CHENNAI: The Bhagavad Gita is one of the three important scriptures (Prasthanatraya) in Vedanta. Though the preceptors have interpreted the text according to their philosophical standpoints there is no argument regarding its import as the varied interpretations only cater to the preference of the spiritual seeker with regard to the path to salvation.

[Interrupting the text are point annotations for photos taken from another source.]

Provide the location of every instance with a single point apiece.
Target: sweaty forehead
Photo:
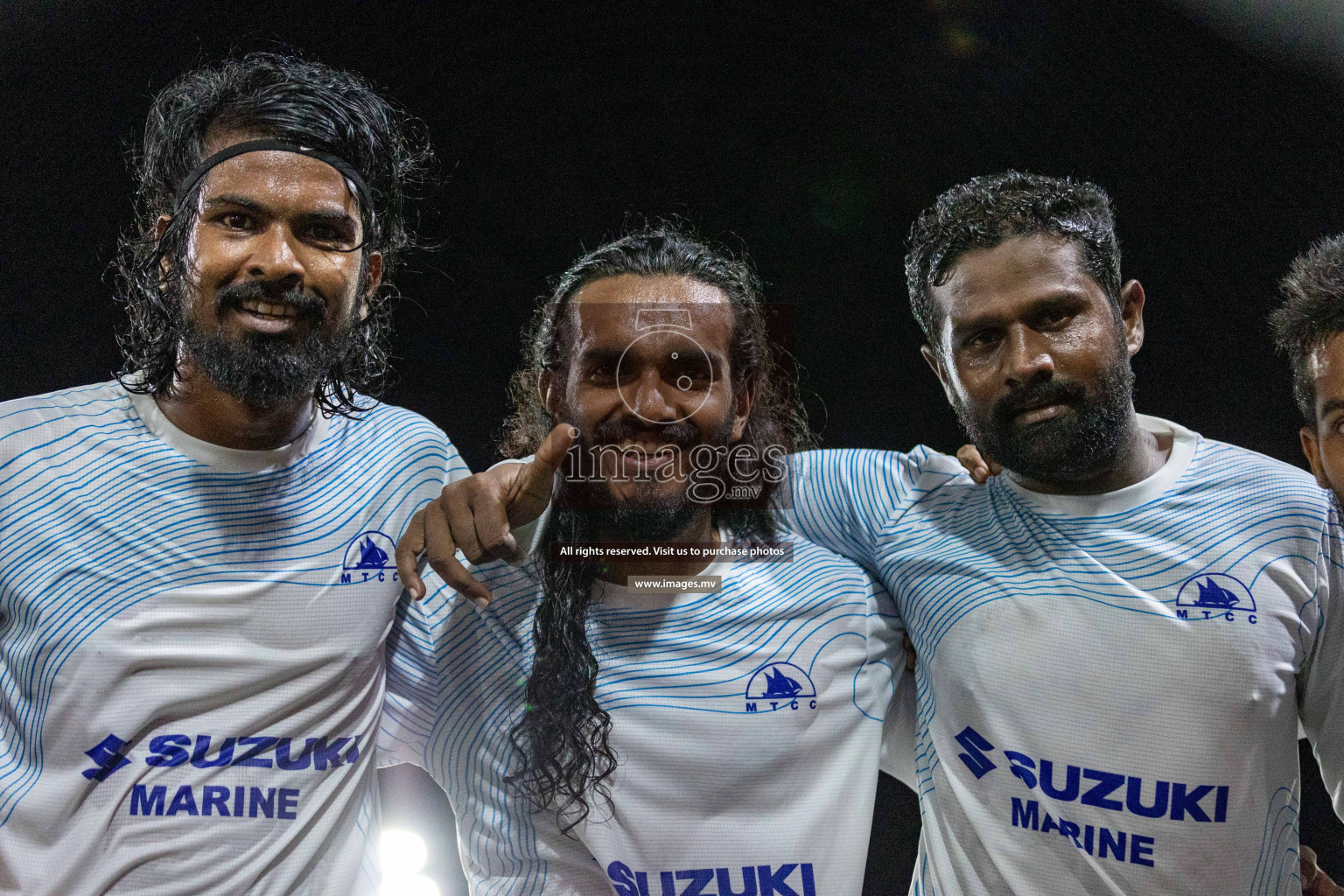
(1019, 269)
(634, 289)
(622, 308)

In his discourse, Sri C.L.Ramakrishnan said the 18 chapters of the Gita had been divided into three equal sections of six chapters in the Advaita school to expound the paths (Yoga) of action (Karma), devotion (Bhakti) and knowledge (Jnana). Madhusudana Saraswati explains that these three sections are elucidation of one of the important Upanishad aphorisms, `Tat tvam asi', asserting the identity of the individual Self (Atman) with the Absolute (Brahman). The first six chapters delineate the importance of performing action without attachment to the result, which will cleanse the mind of the spiritual aspirant of its latent tendencies, which impel the mind in the form of desires. Thus the objective of Karma yoga is preparation of the mind for the next stage of practising devotion, which is set out in the next six chapters.

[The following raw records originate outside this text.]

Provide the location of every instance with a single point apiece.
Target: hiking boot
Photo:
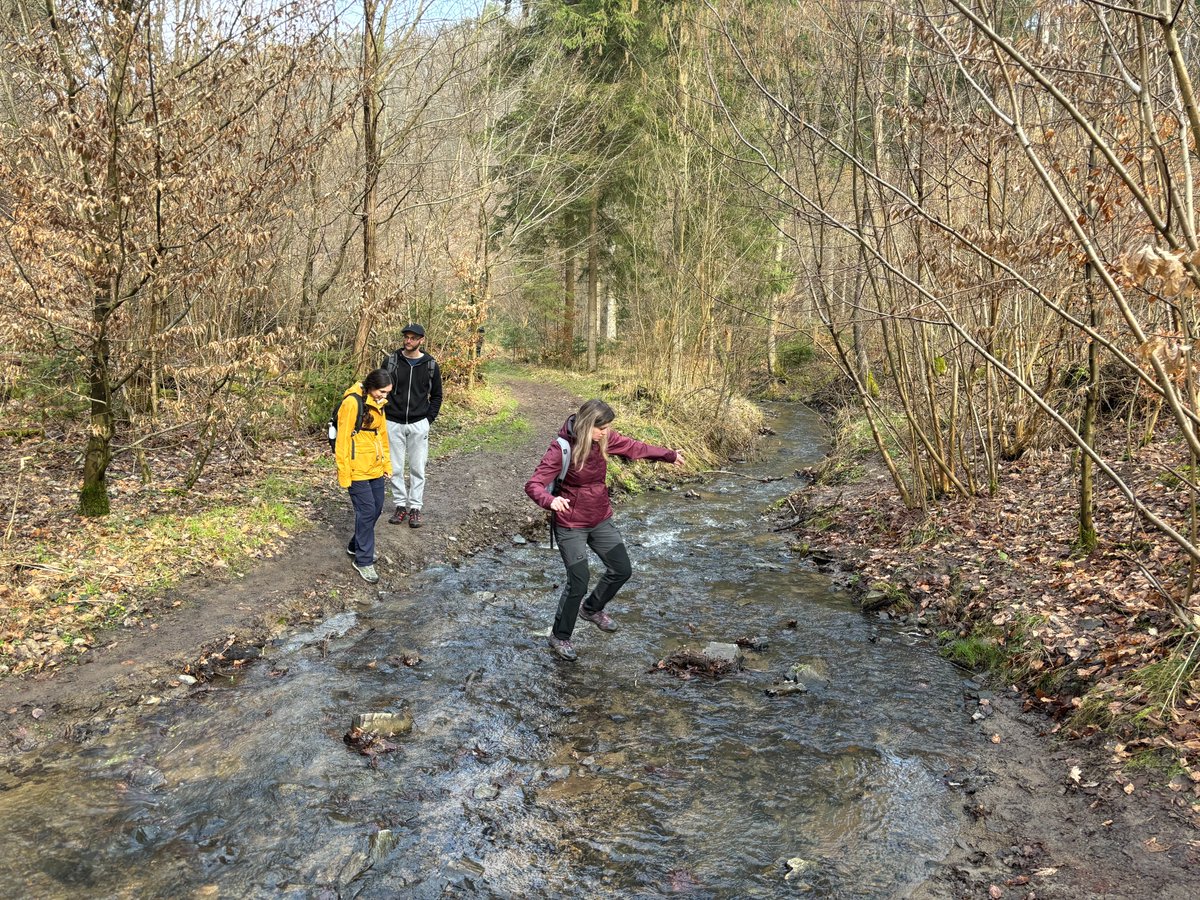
(601, 619)
(565, 649)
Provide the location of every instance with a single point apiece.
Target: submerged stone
(486, 792)
(719, 652)
(783, 690)
(383, 723)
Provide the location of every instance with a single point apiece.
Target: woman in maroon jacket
(582, 515)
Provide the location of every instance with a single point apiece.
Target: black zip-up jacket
(417, 389)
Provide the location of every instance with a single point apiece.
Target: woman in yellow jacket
(364, 463)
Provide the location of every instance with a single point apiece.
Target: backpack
(358, 420)
(553, 486)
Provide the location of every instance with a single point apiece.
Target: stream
(526, 775)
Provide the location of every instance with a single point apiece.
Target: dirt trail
(472, 501)
(1037, 832)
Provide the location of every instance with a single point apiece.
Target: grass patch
(486, 420)
(976, 653)
(107, 571)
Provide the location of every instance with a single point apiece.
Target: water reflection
(526, 775)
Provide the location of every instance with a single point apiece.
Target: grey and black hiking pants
(573, 545)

The last section is devoted to the exposition of Jnana yoga, which is explained by the knower (the individual) and the field of knowledge (matter with its evolutes along with the Self). The knowledge that it is the Absolute, which resides as the Self in all is the highest wisdom, which removes ignorance leading to liberation from bondage. An individual does not realise he is the blissful Self (Atman) and thereby identifies with his body-mind-intellect personality because of ignorance. So all spiritual practices are intended to remove this delusion after which the Self will shine in its pristine splendour.
Sankara opens his commentary on the Brahmasutra with man's delusion by which he imposes that which is not there on that which is eternal. Vedanta uses the oft-quoted analogy of mistaking a rope for a snake to explain this phenomenon. So, the purpose of Vedanta is to remove man's ignorance which only knowledge can bring about.